When you’re short-listing stocks for your Tax-Free Savings Account (TFSA), Canadian banks should be at the top of your list.
There are many reasons that support my bullish call for the country’s lenders, but the most important one is that these financial services companies have solid franchises that produce hefty cash flows, providing stability and growth to your income portfolio.
Canadian banks, on average, distribute between 40% and 50% of their net income in dividends and grow them regularly. After the recent market weakness, some top banking names have become more attractive than others. Let’s have a look which lender offers a better value to your TFSA.
Its stock generally underperforms other lenders due to its exposure to the nation’s frothy housing market.
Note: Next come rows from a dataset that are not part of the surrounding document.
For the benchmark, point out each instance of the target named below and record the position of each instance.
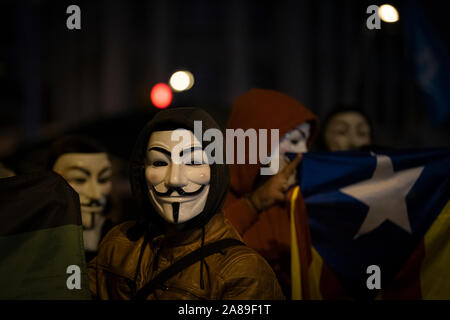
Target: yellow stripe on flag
(295, 257)
(435, 269)
(314, 274)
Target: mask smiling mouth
(181, 193)
(93, 205)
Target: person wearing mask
(86, 167)
(257, 205)
(181, 247)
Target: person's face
(347, 131)
(295, 141)
(89, 174)
(178, 189)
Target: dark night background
(97, 80)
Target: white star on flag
(385, 195)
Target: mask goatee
(175, 211)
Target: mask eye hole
(104, 180)
(78, 180)
(159, 163)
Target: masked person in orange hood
(257, 204)
(181, 247)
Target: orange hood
(264, 109)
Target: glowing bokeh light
(388, 13)
(181, 80)
(161, 95)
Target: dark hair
(341, 108)
(72, 144)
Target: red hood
(264, 109)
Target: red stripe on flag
(406, 285)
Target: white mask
(178, 184)
(347, 131)
(89, 174)
(295, 141)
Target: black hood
(149, 219)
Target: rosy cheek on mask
(153, 175)
(198, 175)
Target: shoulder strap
(183, 263)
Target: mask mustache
(179, 190)
(94, 203)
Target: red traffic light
(161, 95)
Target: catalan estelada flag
(390, 210)
(40, 238)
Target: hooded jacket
(268, 232)
(133, 253)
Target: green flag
(41, 239)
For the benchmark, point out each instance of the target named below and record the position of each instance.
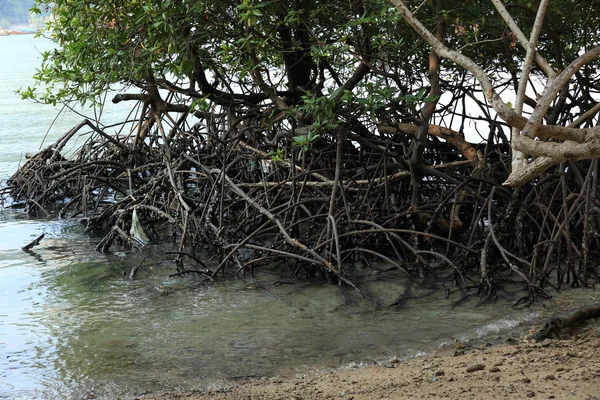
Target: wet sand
(567, 367)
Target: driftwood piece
(34, 242)
(552, 327)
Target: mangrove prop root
(34, 242)
(244, 191)
(552, 326)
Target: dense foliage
(290, 128)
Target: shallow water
(72, 322)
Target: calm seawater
(73, 325)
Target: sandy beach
(566, 367)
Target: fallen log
(552, 327)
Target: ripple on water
(73, 321)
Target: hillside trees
(311, 130)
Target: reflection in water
(73, 322)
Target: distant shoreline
(8, 33)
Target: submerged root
(250, 197)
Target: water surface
(73, 324)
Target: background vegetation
(332, 133)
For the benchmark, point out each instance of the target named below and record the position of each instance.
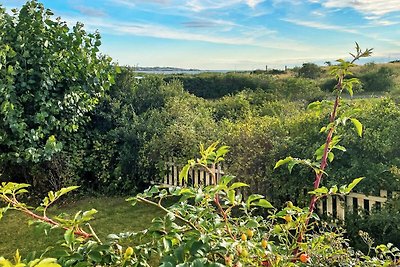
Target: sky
(234, 34)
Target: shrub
(50, 78)
(309, 70)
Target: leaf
(95, 256)
(333, 190)
(184, 173)
(263, 203)
(222, 151)
(283, 161)
(237, 185)
(353, 184)
(231, 196)
(253, 198)
(331, 156)
(69, 236)
(358, 126)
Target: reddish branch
(324, 162)
(45, 219)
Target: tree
(50, 77)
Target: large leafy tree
(50, 77)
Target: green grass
(115, 215)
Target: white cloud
(257, 37)
(253, 3)
(320, 26)
(368, 7)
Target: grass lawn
(115, 215)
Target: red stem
(323, 164)
(78, 232)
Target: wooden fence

Short sellers love CIBC stock due to the size of its mortgage lending, which is the largest among the top Canadian lenders. It has more uninsured mortgages in Toronto and Vancouver — Canada’s two hottest real estate markets — than any other bank.
But the Canadian real estate market is stabilizing after the new mortgage rules and tax on foreign speculators. CIBC’s latest earnings report shows that the bank’s balance sheet is still strong with no sign of distress.
In the first-quarter earnings report, CIBC raised its dividend, as it reported better-than-expected results, helped by strong results at home and south of the border. The bank has increased its quarterly payment to common shareholders by three cents to $1.33 per share.
Trading at $112.60, CIBC stock is down 8% this year. That pullback offers a good entry point to TFSA investors, especially when its dividend yield, at 4.7%, looks extremely attractive, and its forward P/E multiple is touching the single digits.
Royal Bank of Canada
If you want to take a less-risky approach while investing in Canadian banks, then Royal Bank of Canada (TSX:RY)(NYSE:RY) is your best bet. RBC is the nation’s largest bank with more than $1.2 trillion in total assets.
The bank has very diversified operations with very strong presence in the U.S. after its acquisition of City National Bank in 2015. It has the largest sales force in Canada and is the market share leader or runner-up in all key product categories.
RBC has paid dividend every year since 1870. In its first-quarter earnings, RBC surpassed analysts’ expectations for profitability and delivered another dividend hike to investors, taking its annual payout $3.79 a share.
Trading at $97.20 and with an annual dividend yield of 3.9%, RBC is a great buy-and-hold stock which is well positioned to provide regular dividend income. During the past five years, RBC has delivered about 58% in total returns to its investors.
The bottom line
Canadian banks can be a great addition to your TFSA if you plan to buy their stocks for the long term. These lenders slowly power your portfolio with regular payout hikes. It’s better to keep these names in your portfolio once you have made a decision to buy and avoid regular trading.